2021年12月10日
データセンターの電力問題: データセンターはヒーローか、はたまた悪党なのか?

データセンターの電力消費量は、さまざまな消費者の中でも最大級で、世界の電力の2%を消費しており、航空業界全体とほぼ同量のCO2を排出しています。また、その電力消費量は、4年ごとに倍増し続けており、IT業界の中でも二酸化炭素排出量が急速に増加している分野となっています。

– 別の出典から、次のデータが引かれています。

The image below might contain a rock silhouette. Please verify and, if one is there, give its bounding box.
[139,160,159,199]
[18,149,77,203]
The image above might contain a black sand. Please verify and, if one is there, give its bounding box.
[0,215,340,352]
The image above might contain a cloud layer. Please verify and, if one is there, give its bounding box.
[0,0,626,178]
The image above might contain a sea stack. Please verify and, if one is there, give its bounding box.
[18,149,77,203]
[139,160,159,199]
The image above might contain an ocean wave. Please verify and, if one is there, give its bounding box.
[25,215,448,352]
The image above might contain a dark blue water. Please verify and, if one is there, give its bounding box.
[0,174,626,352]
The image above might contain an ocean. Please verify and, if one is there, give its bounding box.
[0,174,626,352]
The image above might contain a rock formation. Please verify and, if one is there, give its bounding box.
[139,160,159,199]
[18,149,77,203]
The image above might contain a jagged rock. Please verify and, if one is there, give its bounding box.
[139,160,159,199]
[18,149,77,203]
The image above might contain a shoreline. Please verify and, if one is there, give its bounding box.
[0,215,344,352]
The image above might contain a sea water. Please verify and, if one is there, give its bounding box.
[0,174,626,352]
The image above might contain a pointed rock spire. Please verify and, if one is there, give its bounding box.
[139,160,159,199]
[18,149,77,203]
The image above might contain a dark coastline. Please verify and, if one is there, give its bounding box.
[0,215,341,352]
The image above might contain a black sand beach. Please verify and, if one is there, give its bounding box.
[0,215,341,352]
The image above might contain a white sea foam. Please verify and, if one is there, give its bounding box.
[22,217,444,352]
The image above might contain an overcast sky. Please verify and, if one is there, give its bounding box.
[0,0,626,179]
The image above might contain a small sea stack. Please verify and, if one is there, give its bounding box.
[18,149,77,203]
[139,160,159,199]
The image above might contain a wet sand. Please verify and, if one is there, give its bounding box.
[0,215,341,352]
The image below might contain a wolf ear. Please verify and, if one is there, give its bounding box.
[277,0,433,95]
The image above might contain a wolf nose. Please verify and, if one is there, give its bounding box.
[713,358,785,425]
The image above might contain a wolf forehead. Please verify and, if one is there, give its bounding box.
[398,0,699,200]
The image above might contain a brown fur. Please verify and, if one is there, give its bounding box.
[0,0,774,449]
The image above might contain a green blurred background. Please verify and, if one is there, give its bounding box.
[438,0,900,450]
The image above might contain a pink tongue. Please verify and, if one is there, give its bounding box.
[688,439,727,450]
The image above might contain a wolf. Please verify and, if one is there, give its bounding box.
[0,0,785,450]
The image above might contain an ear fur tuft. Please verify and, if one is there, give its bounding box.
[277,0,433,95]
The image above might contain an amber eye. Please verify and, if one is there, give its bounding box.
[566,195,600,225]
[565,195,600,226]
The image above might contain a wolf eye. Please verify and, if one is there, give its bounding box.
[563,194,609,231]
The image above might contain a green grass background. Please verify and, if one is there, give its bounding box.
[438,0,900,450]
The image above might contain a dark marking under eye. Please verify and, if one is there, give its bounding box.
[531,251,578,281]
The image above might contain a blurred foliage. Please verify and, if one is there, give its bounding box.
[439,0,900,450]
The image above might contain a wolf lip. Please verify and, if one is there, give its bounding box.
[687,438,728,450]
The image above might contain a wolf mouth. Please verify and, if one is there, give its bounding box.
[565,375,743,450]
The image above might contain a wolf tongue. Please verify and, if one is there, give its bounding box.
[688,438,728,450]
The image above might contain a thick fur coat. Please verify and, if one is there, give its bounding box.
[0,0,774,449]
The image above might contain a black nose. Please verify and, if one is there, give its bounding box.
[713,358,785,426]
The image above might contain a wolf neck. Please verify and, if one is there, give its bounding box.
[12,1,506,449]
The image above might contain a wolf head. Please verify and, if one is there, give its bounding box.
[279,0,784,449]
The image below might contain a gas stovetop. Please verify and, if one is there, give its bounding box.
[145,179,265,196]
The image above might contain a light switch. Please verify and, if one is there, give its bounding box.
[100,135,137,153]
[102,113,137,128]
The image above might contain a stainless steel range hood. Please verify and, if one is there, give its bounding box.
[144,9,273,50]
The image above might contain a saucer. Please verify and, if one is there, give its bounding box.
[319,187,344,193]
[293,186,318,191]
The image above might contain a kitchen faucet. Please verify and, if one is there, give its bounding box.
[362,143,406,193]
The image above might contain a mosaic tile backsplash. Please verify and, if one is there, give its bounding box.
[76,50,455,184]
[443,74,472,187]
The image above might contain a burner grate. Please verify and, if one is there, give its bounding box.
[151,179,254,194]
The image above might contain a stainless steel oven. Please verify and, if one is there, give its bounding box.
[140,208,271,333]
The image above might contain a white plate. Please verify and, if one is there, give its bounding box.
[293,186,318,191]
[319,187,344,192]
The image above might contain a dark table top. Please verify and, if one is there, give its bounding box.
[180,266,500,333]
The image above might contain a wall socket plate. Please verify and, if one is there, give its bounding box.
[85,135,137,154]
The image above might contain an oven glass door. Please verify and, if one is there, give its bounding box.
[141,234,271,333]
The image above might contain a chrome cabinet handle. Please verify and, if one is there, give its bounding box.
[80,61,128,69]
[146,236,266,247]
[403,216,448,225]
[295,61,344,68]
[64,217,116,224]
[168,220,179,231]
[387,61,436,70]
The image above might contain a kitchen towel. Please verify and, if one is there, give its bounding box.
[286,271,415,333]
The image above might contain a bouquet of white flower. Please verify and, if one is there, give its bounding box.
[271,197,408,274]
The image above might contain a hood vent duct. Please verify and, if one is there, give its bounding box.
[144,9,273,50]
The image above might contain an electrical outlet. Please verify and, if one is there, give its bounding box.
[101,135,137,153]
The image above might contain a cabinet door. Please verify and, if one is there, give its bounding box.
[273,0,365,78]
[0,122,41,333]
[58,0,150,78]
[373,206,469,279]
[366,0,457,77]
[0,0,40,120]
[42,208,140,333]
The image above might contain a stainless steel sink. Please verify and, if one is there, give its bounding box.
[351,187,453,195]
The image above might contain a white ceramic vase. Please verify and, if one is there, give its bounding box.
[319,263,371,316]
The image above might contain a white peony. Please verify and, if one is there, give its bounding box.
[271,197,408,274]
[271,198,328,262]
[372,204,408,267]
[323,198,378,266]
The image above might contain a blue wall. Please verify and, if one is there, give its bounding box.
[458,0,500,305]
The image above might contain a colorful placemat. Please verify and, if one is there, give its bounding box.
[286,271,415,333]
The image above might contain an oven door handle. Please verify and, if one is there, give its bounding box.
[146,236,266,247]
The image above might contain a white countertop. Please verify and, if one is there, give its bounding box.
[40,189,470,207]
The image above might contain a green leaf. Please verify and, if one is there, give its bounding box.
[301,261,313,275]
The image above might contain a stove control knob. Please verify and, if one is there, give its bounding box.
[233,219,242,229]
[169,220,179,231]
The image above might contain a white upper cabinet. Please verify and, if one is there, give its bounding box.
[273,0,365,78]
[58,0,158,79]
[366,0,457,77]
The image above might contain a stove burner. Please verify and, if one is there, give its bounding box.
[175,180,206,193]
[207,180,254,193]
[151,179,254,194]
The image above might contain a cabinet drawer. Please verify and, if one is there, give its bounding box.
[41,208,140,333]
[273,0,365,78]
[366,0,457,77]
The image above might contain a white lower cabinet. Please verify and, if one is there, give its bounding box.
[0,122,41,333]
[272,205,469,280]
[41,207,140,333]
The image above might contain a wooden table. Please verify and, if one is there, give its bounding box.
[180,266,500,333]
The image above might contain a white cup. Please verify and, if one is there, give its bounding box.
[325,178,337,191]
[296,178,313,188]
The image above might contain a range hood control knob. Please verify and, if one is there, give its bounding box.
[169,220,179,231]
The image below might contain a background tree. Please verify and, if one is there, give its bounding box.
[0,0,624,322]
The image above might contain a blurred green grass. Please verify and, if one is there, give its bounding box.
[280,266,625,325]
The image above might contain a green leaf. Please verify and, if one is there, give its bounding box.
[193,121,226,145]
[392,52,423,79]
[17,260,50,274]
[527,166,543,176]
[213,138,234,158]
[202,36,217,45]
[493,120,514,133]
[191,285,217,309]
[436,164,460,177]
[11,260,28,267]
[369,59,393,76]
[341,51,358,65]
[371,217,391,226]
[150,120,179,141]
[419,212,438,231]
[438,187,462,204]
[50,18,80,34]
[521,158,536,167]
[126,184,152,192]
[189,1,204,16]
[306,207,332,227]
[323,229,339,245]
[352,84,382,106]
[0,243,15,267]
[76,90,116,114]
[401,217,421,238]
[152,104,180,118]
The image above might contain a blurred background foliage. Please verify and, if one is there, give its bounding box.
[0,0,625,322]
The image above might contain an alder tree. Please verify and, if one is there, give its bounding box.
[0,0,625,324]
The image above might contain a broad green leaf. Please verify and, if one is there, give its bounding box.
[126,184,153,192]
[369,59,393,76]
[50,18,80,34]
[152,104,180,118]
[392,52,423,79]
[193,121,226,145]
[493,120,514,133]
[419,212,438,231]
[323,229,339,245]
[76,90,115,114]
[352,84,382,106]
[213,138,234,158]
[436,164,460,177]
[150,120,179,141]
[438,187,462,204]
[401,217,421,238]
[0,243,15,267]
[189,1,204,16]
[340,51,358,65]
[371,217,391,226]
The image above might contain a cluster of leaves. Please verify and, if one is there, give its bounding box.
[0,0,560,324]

デジタルトランスフォーメーションが加速するにつれ、キャプチャ、保存、アクセス、変換されるデータの量は増加する一方です。IoTからAI、スマートシティー、自動運転車に至るデータ集約型のワークロードは、2025年までに1日に463エクサバイトが生成されるという現在の予測に拍車をかけると指摘されています。ケンブリッジ大学の分析によると、ビットコインの採掘だけで、アルゼンチン全土の年間消費量に匹敵する電力を消費します。負荷の高いアプリケーションはデータセンターで処理されます。AIだけ見ても、世界のデータセンターの電力使用量を2%から10%、さらには15%まで押し上げる可能性があります。かつてないほど接続が増えた今、データを移動させるだけでも多くの電力が必要になります。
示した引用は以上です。